哪怕只是妾,做他杨存的妾,也差不到哪里去。
「其实这事还是要怪爷,实在是事情有些多,一时忘记了同二叔提到你的事情,所以才……爷这就找二叔去。」
这不仅仅只是嘴上说说而已的,这个念头,由来已久。杨存说着松开高怜心的腰,转身就走。
「爷……」
急急拉出了杨存的衣袖,高怜心悲伤的神情中带着深深的感动,道:「爷还是莫要去了。这些事情……在来之前,怜心就早已想过。怜心命苦,别无所求,只要能够日日见着爷,守在爷的身边,就算是……也值了。况且二老爷说的并无过错,怜心本就是……就是……」
言尽於此,已经泣不成声。看的杨存心疼不已,厉声打断。
「怜心,爷不许你这样说自己。给你名分一事,爷一早就说过了,难不成,你还想爷做一个食言的小人?」
板起脸来一本正经的样子,杨存此刻的表现,好像他真的就不是小人似地。
只看的杨三嘴角不停地抽搐,跟一个中风患者似地。
「不是,怜心……怜心……」
无从解释,又不想杨存为了自己一个去找杨鸣羽,高怜心心中愈发的苦闷,那滚滚泪珠儿也就辟里啪啦地往下掉,只道:「反正你别去……别去……」
正在两人坚持不下时,王动行来。很是诧异地看着两人。此次回来,继自己之后去了京城的杨通宝并没有回来。既然已经有了自保的能力,杨存也就将他给还了回去。倒是王动,总是一副不服老的架势,把什么事情都包揽着,整日的也不见闲下来。
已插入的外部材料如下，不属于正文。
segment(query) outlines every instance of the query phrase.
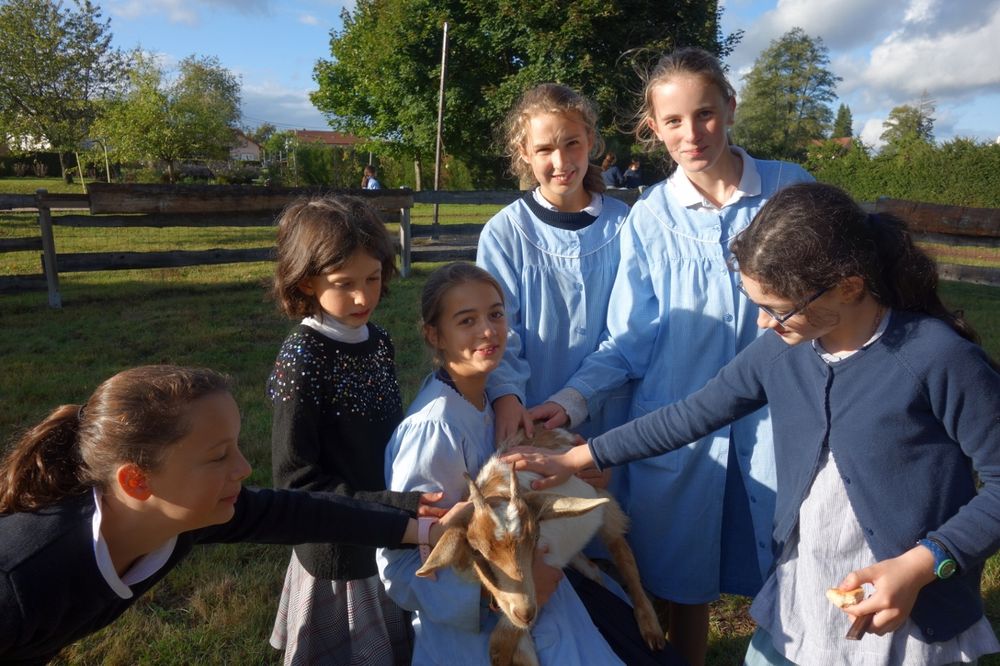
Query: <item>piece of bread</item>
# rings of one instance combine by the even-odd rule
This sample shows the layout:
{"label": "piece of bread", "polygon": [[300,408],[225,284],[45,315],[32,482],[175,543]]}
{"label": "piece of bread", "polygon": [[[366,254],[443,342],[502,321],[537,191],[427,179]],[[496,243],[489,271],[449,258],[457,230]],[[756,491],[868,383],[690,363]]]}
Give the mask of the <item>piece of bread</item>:
{"label": "piece of bread", "polygon": [[835,587],[831,587],[826,591],[826,598],[830,600],[830,603],[837,608],[847,608],[848,606],[853,606],[862,599],[865,598],[865,591],[857,587],[853,590],[848,590],[847,592],[841,592]]}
照着他自己的话说,就是忙也忙的心里舒坦,反正是自家的事。
见王动探究的目光过来,高怜心连忙收回了拉着杨存的手,低着头微以施礼,带着浓重的鼻音道了一声:「动叔。」
王动眼珠一转,淡淡地「嗯」了一声,倒是什么都没有说,只对杨存道:「少爷二老爷吩咐了,请你一回来就过去一趟呢!」
反正自从住进了府中开始,这府里的人最见怪不怪的,也就是这府里的主人杨存和几位美娇娘之间的打情骂俏了。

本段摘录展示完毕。